• 1
    yine berabere bitti. 9-9. ama beni hem sevindiren hem utandıran bir buluşma oldu. nedenleri aşağıda.
    maça dönersek, bu sefer kadroyu haldunustunelinsactokasi yaptı. usta nasıl oluyor bu, her hafta kadroyu başka biri yapıyor ama takımlar illa ki denk oluyor. galatasaray sözlük bu işi biliyor demek ki.

    maçı anlatacağım elbette ama asıl bomba maç sonundaydı. ve beni hem sevindiren hem utandıran kısmı.
    detaylı anlatayım ki işin tadı çıksın. soyunma odasına girdim, nefes almakta zorlanıyorum, öyle yorulmuşum ki. hatta arkadaşlara "abicim beni yarın arayın, ne olur ne olmaz sağ olduğumdan emin olun" dedim. neyse, ben o halime rağmen herkesten önce çıktım soyunma odasından, tek başıma dışarı çıktım, çay-sigara yapmaya. tcoskun içerde yanımdaydı, normalde benle sigara içmeye gelirdi, gelmedi. başka kimse de gelmedi. ulan fısır konuşuyorlar falan derken biraz sayı arttı. bir de baktım doğum günü pastası getiriyorlar. 45 tane yanyana koysalar pastayı tamamen kapatacağı için az sayıda mum bile koymuşlar. mum üflettiler ya bana. ulan !
    haldunustunelinsactokasi, tcoskun, hagi, feanor, kalifiye jurnal, cracks, kekeme spiker, javed, hadomer, allejan, ceteris paribus, pejastojakovic, haldunustunelinsactokasijr kardeşlerime ne kadar teşekkür etsem az, sağolun, varolun.

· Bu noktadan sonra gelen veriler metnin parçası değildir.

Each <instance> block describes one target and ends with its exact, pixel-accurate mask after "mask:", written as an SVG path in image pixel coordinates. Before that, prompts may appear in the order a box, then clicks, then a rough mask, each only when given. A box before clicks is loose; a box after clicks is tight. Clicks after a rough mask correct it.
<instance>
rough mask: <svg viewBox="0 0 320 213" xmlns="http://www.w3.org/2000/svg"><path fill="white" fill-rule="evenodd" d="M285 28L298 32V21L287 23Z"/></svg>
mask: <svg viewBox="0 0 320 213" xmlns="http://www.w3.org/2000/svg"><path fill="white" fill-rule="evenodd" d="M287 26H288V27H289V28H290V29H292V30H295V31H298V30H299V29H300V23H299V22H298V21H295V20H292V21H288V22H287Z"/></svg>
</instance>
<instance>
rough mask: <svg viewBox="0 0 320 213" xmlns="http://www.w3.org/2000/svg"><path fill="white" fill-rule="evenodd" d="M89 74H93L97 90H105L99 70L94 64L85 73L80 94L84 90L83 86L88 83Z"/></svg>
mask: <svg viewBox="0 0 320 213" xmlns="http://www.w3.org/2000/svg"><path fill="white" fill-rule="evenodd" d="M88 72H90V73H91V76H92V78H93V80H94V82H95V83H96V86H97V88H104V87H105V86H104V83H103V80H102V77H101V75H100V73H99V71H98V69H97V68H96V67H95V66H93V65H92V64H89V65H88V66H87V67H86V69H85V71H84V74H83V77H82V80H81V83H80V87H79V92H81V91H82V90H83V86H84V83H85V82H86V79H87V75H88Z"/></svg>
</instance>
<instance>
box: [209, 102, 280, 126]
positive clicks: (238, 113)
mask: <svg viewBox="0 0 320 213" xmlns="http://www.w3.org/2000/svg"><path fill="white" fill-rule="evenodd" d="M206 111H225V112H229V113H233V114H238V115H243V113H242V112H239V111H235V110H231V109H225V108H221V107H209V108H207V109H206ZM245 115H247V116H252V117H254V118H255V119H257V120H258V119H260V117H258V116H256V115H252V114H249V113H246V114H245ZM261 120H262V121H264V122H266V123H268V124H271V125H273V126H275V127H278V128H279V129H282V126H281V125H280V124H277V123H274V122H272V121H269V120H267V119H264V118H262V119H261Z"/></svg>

    gereksiz bir bilgi ama maç şöyle geçti.
    ulan yine ilk golü bizim takım yedi, yelekleri giydik. gerçi maçın başında feanor ile ceteris paribus "hava soğuk, yelekleri biz giysek daha iyi" dediler ya. sanki yelek ne kadar sıcak tutarsa. bilmeyenlerle oynamak zor be.*

    madem bu noktaya geldik kadroları vereyim. yapacak bir şey yok, önce ihtiyarın takımı.

    yelekli takım:

    kekeme spiker*
    tcoskun(u: tarihte belki de bir ilk, 2 gol attı. kaval pası da iyiydi. hep benden oynasın hocam, öyle asılıyor ki maça)
    allejan*
    ceteris paribus(u: 3 aylık bebeği ve uykusuz geceleri var, en son 6 ay önce bizimle oynamış, ama maç eksikliğini farketmedik)
    feanor(u: büyük yetenek ama tipik türk topçusu, iki hafta şahane ertesi hafta yok. gece hayatı, içki, karı-kız her yol var. kumarı yok, allah için. ama her nedense benden olunca oynamıyor. neredeyse midesi elinde oynadı. hele maç devam ederken "senin bu futbolun boşa gitmesin, ben de biraz sıkayım" demiş olması bana yeter)
    javed(u: boynunda volkan demirel'deki nesneyle oynadı. hastaymış. sen onu benim külahıma anlat. bazılarının aksine kimden oynarsa oynasın aynı. civa gibi tutulmaz demiş miydim daha önce)
    captano*

    yeleksiz takım :

    pejastojakovic(u: bi de ben çağırdım adamı, pişman etti. bakmayın 9 gol yediğine. bi kaleci her pozisyonu çataldan kurtarır mı, ayıp be)
    hagi(u: her maçın başında sakatlanıyor, bitti sanıyorsun yok abi, atari gibi oynamaya devam ediyor. maçtan sonra da kondüsyonum hiç yok demez mi, yeme beni, benim bi kulağımın arkası kaldı)
    cracks(u: başımın belası. her topa bastığı, her ara topunu kestiği yetmiyormuş gibi bi de çizgiden top çıkardı. gerçi bi yatırdım kaldırdım, cezasını verdim)
    kalifiye jurnal(u: ben sanıyorum sol bek oynuyor, bir de bakıyorum bizim kalede kafaya çıkıyor, nasıl oluyor bu iş. gelecekti benim takıma galibiyet görecekti, kısmet değilmiş.)
    hadomer(u: inceci, kesin daha önce söylemişimdir. kalça, baldır, dirsekle şarj etmezseniz sizi paçavra eder. benim de işim pislik olduğuna göre)
    haldunustunelinsactokasijr(u: epeydir yoktu ortalıkta, ama santrfor arayan varsa her hafta çağırsın. abisi gibi artiz değil, canımızı yaktı, futbol anlamında)
    haldunustunelinsactokasi(u: fantastik hereketler peşindeki topçu. ulan ben onu santrfor sanıyordum, meğerse sol bek oyna demişler. adamın neredeyse bacağı kırılıyordu hala kornerlerde rövaşatalık top istiyor. ama hakkını vermek lazım, yaptığı presle 2 kere topu kaptırdım)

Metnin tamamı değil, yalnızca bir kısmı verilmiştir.